L’insediamento | Sono stati riportati alla luce resti di un edificio rustico (fattoria) costituiti da ambienti in muratura disposti intorno ad aree cortilizie, destinate ad attività agricole e artigianali. In questo insediamento rurale sono stati rinvenuti vari oggetti di uso quotidiano in ceramica, metallo e vetro, oltre a una statuetta in ambra raffigurante un moscophoros, ovvero colui che porta un vitello.
La necropoli | Sono venute alla luce più di 40 tombe, facenti parte di un’unica necropoli afferente all’insediamento rustico. La cremazione era preponderante nei primi secoli dell’impero, sostituita dalle inumazioni nel IV e V secolo d.C. Le tombe vantano corredi particolarmente ricchi, che denotano l’agiatezza degli abitanti: troviamo degli unguentari in vetro, un balsamario in alabastro, un bicchiere in vetro decorato con raffigurazioni di Santi servizi di piatti in ceramica, un corredo in bronzo “da Scriba” con strumenti per la scrittura e il calcolo, lucerne e monete, tipicamente lasciate come obolo a Caronte per il transito verso l’oltretomba.
L’età Medievale_Dopo l’epoca romana l’edificio rustico fu abbandonato e trasformato in area agricola. Venne comunque mantenuta in funzione la strada individuata sotto l’attuale corso Saint-Martin-de-Corléans, preziosa arteria di transito, con l’aggiunta, in età altomedievale, di un possente muraglione e un nuovo fondo viario. Risale a questo periodo l’edificazione della chiesa dedicata a San Martino di Tours, la cui prima menzione si trova in una bolla papale datata 1176. Il luogo di culto diede seguito alla vocazione cultuale e funeraria espressa secoli e millenni prima: accanto furono trovate cinque tombe a inumazione, senza corredo.
Gli scavi e il museo
1969: Nell’area prospiciente l’abside della chiesa di Saint-Martin-de-Corléans i lavori per la costruzione di una serie di edifici abitativi mettono in luce particolari elementi che si dimostrarono subito di interesse archeologico.
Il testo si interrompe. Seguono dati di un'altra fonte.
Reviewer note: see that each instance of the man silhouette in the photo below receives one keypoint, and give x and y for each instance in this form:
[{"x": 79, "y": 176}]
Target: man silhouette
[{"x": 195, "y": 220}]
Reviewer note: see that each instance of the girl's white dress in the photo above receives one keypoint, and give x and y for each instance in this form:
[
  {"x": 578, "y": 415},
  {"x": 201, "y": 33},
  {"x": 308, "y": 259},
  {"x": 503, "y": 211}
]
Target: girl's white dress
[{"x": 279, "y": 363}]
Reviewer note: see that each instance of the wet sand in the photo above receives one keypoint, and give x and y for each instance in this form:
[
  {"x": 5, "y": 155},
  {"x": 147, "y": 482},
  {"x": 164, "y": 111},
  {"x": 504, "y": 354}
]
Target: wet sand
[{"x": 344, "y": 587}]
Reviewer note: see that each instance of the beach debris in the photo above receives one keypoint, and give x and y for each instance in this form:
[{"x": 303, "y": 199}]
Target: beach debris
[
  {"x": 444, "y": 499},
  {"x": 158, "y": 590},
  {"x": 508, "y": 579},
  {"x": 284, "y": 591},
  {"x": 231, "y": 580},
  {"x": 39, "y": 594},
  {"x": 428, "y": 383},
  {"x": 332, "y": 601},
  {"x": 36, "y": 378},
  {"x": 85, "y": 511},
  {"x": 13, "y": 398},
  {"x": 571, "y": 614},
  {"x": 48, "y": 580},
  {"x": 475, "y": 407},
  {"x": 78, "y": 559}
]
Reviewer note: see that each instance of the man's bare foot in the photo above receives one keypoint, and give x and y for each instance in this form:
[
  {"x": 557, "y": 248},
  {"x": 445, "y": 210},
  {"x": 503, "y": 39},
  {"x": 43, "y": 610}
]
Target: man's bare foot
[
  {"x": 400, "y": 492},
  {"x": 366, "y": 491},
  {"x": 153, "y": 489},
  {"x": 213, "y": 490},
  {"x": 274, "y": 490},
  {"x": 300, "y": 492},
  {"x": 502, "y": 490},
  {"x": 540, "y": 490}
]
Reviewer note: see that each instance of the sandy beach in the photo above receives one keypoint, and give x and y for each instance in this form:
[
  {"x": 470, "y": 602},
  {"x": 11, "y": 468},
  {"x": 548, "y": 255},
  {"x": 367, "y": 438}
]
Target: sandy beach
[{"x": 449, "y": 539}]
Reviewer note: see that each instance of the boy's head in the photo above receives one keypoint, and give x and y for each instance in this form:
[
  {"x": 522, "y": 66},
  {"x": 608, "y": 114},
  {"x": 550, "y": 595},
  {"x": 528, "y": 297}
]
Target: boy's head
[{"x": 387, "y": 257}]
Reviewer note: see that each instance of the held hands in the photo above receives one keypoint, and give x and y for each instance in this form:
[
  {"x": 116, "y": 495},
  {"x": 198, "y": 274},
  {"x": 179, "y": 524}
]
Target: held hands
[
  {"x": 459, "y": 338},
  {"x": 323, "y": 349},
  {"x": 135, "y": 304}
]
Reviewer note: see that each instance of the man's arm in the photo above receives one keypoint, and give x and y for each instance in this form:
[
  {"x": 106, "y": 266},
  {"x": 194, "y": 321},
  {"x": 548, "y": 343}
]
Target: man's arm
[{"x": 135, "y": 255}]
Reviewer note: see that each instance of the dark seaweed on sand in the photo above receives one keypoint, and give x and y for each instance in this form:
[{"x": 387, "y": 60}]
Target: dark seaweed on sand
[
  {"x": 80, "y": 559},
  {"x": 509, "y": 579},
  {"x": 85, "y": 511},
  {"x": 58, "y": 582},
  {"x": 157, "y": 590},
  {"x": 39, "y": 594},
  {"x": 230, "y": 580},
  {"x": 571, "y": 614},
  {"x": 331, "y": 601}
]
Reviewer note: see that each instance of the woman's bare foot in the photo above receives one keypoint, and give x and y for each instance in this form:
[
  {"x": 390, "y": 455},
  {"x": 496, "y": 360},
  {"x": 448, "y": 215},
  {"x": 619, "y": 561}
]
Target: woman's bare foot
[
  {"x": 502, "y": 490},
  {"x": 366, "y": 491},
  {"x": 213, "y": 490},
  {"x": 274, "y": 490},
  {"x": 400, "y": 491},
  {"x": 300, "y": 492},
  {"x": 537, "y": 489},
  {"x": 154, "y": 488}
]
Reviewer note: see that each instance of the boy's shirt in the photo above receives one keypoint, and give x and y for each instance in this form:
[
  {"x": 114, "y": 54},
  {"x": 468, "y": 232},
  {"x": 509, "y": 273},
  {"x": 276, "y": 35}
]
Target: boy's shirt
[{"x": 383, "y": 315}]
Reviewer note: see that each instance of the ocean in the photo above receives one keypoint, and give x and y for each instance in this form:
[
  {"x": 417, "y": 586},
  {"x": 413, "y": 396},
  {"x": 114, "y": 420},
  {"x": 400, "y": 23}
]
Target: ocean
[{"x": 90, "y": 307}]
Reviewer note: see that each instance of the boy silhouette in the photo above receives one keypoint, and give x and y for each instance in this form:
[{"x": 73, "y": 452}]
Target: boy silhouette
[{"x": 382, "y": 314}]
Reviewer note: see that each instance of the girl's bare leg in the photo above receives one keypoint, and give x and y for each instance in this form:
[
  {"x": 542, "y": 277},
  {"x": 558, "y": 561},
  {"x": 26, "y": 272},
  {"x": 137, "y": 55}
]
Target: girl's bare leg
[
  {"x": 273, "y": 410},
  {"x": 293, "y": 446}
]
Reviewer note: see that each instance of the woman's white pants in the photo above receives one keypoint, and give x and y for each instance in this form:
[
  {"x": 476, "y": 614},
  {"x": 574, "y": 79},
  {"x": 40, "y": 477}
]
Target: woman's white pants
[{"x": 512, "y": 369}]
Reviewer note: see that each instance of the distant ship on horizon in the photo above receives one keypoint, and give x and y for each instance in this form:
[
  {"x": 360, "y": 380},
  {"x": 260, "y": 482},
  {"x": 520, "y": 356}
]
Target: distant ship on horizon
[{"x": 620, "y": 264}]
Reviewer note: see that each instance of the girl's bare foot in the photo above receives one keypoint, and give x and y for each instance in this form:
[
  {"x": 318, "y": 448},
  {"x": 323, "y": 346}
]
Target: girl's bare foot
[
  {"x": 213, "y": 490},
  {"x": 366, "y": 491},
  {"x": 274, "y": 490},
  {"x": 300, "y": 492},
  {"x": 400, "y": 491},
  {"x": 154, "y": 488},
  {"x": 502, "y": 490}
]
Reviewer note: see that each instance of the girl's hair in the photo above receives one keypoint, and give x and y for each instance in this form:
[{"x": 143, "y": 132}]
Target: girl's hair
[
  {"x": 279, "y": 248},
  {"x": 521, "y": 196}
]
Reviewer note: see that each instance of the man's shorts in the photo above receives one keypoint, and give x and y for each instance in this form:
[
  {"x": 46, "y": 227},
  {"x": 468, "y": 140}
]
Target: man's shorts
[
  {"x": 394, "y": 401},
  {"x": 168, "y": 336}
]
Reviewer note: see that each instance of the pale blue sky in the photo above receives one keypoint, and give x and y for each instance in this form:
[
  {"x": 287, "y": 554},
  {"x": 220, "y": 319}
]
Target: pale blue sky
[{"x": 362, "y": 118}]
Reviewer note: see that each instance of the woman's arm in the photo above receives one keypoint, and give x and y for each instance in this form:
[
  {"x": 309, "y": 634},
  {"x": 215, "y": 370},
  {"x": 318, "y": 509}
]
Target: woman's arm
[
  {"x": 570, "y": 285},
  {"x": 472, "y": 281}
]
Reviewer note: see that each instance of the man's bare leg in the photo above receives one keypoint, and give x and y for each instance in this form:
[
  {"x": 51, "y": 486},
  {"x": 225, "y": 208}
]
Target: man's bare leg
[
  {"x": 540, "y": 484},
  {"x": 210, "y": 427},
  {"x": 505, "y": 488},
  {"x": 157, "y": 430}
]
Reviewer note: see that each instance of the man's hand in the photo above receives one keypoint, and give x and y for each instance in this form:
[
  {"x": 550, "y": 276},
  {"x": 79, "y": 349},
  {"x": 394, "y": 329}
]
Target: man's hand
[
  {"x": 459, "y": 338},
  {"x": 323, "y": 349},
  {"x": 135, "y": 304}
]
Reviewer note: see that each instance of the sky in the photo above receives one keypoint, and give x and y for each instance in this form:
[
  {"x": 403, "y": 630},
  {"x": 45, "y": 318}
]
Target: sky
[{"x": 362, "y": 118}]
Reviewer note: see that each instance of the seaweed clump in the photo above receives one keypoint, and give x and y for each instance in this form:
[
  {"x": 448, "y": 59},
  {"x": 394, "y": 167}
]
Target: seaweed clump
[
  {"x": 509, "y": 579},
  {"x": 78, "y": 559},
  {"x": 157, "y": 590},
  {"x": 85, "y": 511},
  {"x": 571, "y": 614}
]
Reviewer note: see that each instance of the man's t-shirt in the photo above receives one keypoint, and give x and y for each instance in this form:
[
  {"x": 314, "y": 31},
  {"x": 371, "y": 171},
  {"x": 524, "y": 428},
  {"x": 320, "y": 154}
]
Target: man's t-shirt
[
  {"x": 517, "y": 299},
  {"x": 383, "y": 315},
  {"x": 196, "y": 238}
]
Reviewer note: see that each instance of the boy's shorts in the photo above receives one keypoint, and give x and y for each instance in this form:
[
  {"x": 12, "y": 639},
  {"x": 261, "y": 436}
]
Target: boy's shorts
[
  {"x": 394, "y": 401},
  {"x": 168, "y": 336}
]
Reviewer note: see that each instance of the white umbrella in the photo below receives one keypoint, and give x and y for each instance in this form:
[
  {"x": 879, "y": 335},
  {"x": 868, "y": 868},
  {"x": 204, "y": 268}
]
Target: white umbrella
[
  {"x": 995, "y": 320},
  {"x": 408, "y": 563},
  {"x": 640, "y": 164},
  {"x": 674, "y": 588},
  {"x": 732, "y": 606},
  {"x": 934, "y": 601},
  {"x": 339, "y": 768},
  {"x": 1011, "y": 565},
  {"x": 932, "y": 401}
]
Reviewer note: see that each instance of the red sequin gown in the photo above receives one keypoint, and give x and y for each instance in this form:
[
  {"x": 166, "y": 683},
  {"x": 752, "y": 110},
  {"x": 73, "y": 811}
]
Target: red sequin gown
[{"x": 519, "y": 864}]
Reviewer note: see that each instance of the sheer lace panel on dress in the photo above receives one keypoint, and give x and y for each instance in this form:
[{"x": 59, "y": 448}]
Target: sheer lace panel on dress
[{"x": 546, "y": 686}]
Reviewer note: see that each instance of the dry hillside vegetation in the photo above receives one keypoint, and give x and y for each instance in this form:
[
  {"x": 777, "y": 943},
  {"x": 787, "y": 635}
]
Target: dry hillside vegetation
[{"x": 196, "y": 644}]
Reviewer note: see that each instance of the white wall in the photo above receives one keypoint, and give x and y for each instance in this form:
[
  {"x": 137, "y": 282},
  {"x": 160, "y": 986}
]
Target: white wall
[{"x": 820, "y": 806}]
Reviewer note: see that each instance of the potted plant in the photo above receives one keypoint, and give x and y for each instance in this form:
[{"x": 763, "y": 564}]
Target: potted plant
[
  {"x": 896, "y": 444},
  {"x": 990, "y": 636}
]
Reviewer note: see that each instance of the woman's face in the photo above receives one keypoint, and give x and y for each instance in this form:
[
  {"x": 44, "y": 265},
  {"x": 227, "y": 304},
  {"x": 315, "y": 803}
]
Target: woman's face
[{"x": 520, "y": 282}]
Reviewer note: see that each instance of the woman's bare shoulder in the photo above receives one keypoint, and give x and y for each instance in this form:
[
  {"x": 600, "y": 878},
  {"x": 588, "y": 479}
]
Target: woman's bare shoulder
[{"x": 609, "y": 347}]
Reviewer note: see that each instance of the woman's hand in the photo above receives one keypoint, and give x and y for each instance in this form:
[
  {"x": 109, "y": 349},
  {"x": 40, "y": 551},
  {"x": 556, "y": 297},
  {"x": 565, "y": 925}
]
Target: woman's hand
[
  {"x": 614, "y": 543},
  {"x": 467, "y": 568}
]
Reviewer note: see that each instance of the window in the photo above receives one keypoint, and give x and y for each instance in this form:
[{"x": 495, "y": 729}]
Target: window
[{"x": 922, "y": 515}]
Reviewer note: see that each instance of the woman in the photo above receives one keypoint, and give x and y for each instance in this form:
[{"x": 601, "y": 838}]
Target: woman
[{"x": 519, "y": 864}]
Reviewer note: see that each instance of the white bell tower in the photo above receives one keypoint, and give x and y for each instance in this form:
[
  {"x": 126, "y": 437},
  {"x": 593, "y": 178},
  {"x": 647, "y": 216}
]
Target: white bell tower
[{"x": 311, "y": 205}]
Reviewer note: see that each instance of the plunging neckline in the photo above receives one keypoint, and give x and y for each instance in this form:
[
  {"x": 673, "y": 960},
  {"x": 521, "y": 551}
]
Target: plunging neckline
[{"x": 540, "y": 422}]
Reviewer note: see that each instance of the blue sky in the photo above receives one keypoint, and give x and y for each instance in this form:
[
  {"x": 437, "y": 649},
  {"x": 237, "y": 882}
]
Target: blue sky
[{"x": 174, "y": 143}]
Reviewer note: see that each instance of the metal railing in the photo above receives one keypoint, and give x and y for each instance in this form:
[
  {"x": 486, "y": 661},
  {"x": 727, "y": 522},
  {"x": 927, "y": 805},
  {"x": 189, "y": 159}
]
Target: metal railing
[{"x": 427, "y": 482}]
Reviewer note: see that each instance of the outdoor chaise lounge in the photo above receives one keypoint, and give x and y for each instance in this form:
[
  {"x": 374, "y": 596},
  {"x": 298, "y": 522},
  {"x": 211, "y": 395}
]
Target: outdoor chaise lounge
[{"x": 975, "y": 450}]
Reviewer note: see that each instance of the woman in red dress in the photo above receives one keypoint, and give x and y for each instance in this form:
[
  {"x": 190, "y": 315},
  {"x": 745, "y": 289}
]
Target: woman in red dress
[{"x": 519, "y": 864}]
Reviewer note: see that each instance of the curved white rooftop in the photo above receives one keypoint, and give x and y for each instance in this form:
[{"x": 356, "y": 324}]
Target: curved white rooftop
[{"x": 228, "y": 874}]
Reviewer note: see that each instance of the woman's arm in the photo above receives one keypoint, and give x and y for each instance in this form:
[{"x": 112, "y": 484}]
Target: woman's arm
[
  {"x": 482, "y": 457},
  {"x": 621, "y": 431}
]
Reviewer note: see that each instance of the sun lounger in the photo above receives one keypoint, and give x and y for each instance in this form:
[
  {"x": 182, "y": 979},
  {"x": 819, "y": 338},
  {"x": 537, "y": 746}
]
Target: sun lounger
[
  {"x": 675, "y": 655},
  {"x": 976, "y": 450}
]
Il ritrovamento della parte sommitale di una stele decorata e dei montanti di un dolmen da parte degli archeologi della Soprintendenza regionale (Rosanna Mollo e Franco Mezzena) porta alla sospensione dei lavori edili e all’inizio degli scavi. Il Ministero della Pubblica Istruzione, all’epoca competente in materia, riconosce il particolare interesse scientifico del sito.
1970-1971: La Regione autonoma Valle d’Aosta acquista il terreno per consentire scavi estesi, nel rispetto delle tecniche di ricerca più avanzate per l’epoca.
1974: Nell’area a sud del sito archeologico, durante la costruzione di un edificio commerciale, emergono altre strutture megalitiche, anche quest’area diventa proprietà regionale: da questo scavo emergono cinque strutture tombali.
1975-1989: Si susseguono per oltre vent’anni le campagne di scavo annuali guidate da Franco Mezzena, che diventano un’importante scuola di formazione per una generazione di ricercatori, studiosi e archeologi.
2007: Inizia il progetto di allestimento del Parco e Museo, insieme a un articolato piano di indagini specialistiche e consulenze pluridisciplinari, a cavallo tra geologia, paleobotanica, antropologia, radiometria. Il Comitato Scientifico è incaricato dall’Amministrazione regionale di proporre, di concerto con gli uffici competenti, linee guida e tematiche del futuro percorso espositivo.
2016: Prima Inaugurazione dell’Area Megalitica.
2023: Dopo la chiusura, a marzo 2022, per la realizzazione di una serie di interventi di rinnovamento e riallestimento, l’area museale riapre al pubblico.